The U.S. Constitution prohibits cruel or unusual punishment of inmates. Increasingly, private prisons fail to meet even that minimal standard. One egregious example is the Bureau of Prisons’ contracts that require 10 percent of private prison beds to be set aside for solitary confinement. Because private prisons profit from keeping all beds full, this results in overuse and abuse of solitary confinement. This includes instances where immigrant mothers were punished with solitary confinement for protesting deplorable conditions at detention centers.

Even Arizona, a state with such deep-seated law-and-order leanings that it tolerated bumbling cartoon sheriffs Richard Mack and Joe Arpaio for decades, is calling for reform and oversight of its for-profit penal system. What, after all, they wonder, are the taxpayers getting for their money? Riots, violence, and general incompetence, some of which even ends up imperiling ordinary people:

In 2010, three inmates broke out of the same Kingman prison and went onto to murder a couple camping in New Mexico.

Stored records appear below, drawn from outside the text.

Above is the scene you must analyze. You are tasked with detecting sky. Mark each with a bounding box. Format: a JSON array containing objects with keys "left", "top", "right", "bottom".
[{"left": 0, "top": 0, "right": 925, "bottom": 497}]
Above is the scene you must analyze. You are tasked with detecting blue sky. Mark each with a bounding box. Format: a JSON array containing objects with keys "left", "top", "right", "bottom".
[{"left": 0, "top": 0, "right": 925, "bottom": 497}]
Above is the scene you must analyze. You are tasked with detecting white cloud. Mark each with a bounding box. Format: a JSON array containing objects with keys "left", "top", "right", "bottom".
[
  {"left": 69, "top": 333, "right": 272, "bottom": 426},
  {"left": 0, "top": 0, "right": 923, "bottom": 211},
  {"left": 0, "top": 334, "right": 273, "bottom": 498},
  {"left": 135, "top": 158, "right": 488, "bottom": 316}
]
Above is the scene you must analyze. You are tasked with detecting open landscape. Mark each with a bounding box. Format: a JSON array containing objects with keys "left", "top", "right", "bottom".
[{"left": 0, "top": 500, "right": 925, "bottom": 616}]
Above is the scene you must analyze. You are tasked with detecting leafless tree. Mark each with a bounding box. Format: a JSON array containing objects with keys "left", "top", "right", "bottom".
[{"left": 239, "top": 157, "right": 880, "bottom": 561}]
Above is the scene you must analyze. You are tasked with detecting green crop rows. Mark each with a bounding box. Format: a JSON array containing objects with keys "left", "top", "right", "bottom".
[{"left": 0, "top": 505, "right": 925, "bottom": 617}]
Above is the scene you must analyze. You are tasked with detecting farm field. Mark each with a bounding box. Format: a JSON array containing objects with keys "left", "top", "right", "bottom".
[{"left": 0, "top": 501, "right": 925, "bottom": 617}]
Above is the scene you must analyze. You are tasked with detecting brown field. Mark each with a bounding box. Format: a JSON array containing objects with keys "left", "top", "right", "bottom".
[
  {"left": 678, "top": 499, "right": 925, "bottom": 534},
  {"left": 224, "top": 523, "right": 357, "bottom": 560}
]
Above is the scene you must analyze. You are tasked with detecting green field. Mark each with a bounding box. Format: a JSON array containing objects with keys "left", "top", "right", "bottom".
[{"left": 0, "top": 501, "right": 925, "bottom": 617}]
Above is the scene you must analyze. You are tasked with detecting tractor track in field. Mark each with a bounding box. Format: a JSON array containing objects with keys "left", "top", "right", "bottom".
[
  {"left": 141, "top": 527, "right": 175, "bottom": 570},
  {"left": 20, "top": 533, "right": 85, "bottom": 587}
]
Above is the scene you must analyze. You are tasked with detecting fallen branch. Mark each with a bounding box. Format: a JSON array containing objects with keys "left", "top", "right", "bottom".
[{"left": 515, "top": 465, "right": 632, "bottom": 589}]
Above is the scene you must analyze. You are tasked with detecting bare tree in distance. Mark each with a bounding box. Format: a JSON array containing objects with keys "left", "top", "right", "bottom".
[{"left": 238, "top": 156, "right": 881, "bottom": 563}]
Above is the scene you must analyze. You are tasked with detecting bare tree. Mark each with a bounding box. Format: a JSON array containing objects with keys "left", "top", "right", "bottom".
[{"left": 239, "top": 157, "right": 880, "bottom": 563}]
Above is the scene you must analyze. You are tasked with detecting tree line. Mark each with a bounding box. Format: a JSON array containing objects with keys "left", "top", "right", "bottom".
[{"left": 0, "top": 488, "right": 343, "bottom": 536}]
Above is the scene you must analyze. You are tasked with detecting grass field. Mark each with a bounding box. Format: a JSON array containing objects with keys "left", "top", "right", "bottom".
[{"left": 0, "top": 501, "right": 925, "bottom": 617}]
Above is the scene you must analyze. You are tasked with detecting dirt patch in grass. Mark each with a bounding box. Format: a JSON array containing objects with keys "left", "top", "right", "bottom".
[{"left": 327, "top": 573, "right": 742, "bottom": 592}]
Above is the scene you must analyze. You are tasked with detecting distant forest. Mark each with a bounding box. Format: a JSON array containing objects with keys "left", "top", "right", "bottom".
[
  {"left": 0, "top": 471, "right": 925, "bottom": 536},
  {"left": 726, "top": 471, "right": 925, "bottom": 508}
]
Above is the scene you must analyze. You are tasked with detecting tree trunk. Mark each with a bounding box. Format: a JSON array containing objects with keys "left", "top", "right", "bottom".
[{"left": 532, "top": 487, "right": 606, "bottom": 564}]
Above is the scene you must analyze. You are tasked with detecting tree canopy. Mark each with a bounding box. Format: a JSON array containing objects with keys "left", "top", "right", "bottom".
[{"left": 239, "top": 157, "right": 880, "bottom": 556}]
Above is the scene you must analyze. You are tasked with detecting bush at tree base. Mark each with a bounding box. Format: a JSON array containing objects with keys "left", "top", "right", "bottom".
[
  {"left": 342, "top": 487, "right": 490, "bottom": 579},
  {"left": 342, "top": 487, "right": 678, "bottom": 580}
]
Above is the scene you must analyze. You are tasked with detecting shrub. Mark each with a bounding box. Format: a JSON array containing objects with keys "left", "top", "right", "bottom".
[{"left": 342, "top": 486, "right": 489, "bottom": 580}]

“Why is this happening just a few years later at the exact same facility that we’re supposed to be watching so much more closely now?” Meyer said.

Then, earlier this year, the Associated Press reported an inmate at the facility was beaten, sexually assaulted and eventually died. Emergency responders weren’t notified for nearly two hours. His family filed a $7.5 million legal claim against the state.

To be fair, taxpayers also sometimes get panties. It’s true! As we’ve seen on this season of OITNB, for-profit prisons are happy to turn inmates into sweatshop workers, producing underwear, T-shirts, and office equipment for mass consumption.

Faced with these grim realities, Columbia University recently made headlines by deciding to divest:

Citing the “ongoing discussion of the issue of mass incarceration,” Columbia University has decided to stop investing money in companies that run private prisons, becoming the first university in the United States to divest from the controversial industry. …

The $5 billion private prison industry has taken off in recent years, with the number of inmates serving sentences in for-profit prisons doubling between 2000 and 2010. Private prisons house nearly 20 percent of federal prisoners and about 7 percent of state prisoners. Minorities who are convicted of crimes are more likelyto be sent to private prisons than their white counterparts. For-profit prison companies have guaranteed shareholders certain occupancy levels, and to boost occupancy prisons sometimes doled out infractions that lengthen prisoners’ sentences or worked with groups like the American Legislative Exchange Council to enact policies that result in higher rates of incarceration.

Yay! Now if only the Federal and all our State governments would divest too. Then we’d be getting somewhere.

There are lots more fun plot points from the show that we could discuss, including all the labor organizing going on — among staff and inmates, not to mention Piper becoming a dirty panty prison entrepreneur. Have enough people watched at this point that we can make a date and talk?